Effective coaching relies on a range of conditions: trust, collaboration, and a willingness to take risks are key. This means your staff culture must encourage people to be honest and open about the challenges they face, and empower them to find solutions.

Consider the practical steps you will need to take to nurture these conditions. Let staff know, for instance, that coaching conversations are confidential. This will encourage staff to raise issues, disclose information and share ideas.

Link individual objectives to broader teaching and learning priorities

The non-judgemental nature of coaching makes it a powerful driver of both individual and whole-school improvement priorities. Before coaching begins, identify the specific areas of practice your staff want to develop through coaching. How do these align with the broader teaching and learning priorities of your school?

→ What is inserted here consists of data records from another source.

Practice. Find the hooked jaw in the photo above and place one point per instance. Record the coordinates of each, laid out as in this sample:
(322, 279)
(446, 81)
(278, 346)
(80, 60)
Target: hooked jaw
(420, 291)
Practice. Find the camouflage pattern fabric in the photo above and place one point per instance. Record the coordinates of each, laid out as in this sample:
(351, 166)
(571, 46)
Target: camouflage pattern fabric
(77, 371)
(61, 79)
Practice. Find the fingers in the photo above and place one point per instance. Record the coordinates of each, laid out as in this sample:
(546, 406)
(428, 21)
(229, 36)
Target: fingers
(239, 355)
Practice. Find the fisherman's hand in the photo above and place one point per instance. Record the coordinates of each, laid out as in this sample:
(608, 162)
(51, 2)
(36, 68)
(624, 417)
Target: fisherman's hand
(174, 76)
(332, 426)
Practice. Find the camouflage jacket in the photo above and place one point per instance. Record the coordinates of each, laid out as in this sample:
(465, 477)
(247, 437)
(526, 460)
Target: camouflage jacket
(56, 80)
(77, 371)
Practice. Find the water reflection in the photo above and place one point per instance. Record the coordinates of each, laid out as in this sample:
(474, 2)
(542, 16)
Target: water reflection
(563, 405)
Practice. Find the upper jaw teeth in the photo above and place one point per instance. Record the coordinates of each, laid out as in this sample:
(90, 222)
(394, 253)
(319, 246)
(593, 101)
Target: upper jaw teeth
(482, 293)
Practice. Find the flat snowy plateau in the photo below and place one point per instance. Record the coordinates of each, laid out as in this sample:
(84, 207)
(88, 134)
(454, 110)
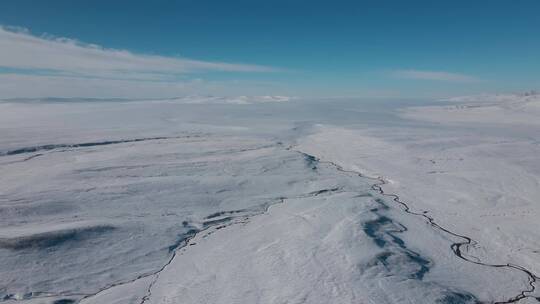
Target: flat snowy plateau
(270, 200)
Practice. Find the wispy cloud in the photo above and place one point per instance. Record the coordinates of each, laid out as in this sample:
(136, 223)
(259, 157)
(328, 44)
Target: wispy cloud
(433, 75)
(45, 65)
(21, 50)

By mapping out these goals, you can make informed decisions about when certain coaching should take place and establish coaching partnerships that benefit both members of staff in each partnership. For best results, link individual objectives to these broader teaching and learning objectives. Which coaching partnerships will work best in your school?

Up-skill your staff to be effective coaches

A good coach helps someone to figure out what they want to succeed at, how they want to get there, and what success will ultimately look like. This is no simple undertaking. It requires a complex set of skills and a growth mindset. How are you going to make sure your coaches focus on potential as well as performance?

Listening, reflecting, clarifying and questioning are the hallmarks of an effective coach. Effective coaches listen without passing judgement or interjecting. They channel thought processes and decision-making by accurately reflecting and clarifying what has been said. They ask questions that open up new ways of thinking to help their colleague to reach his/her goals.

Coaching is a highly skilled practice. You will need to provide your coaches with structured training and support to develop their approach. Embed it effectively and you have a highly powerful tool for professional development. As Sir David Brailsford, the coach credited with transforming British cycling, puts it: “You’ll get more from a £900,000 rider with a coach than you would from a £1 million rider without one.”

  • Michael Holland is CPD content manager at The Key, which provides leadership and management support to schools.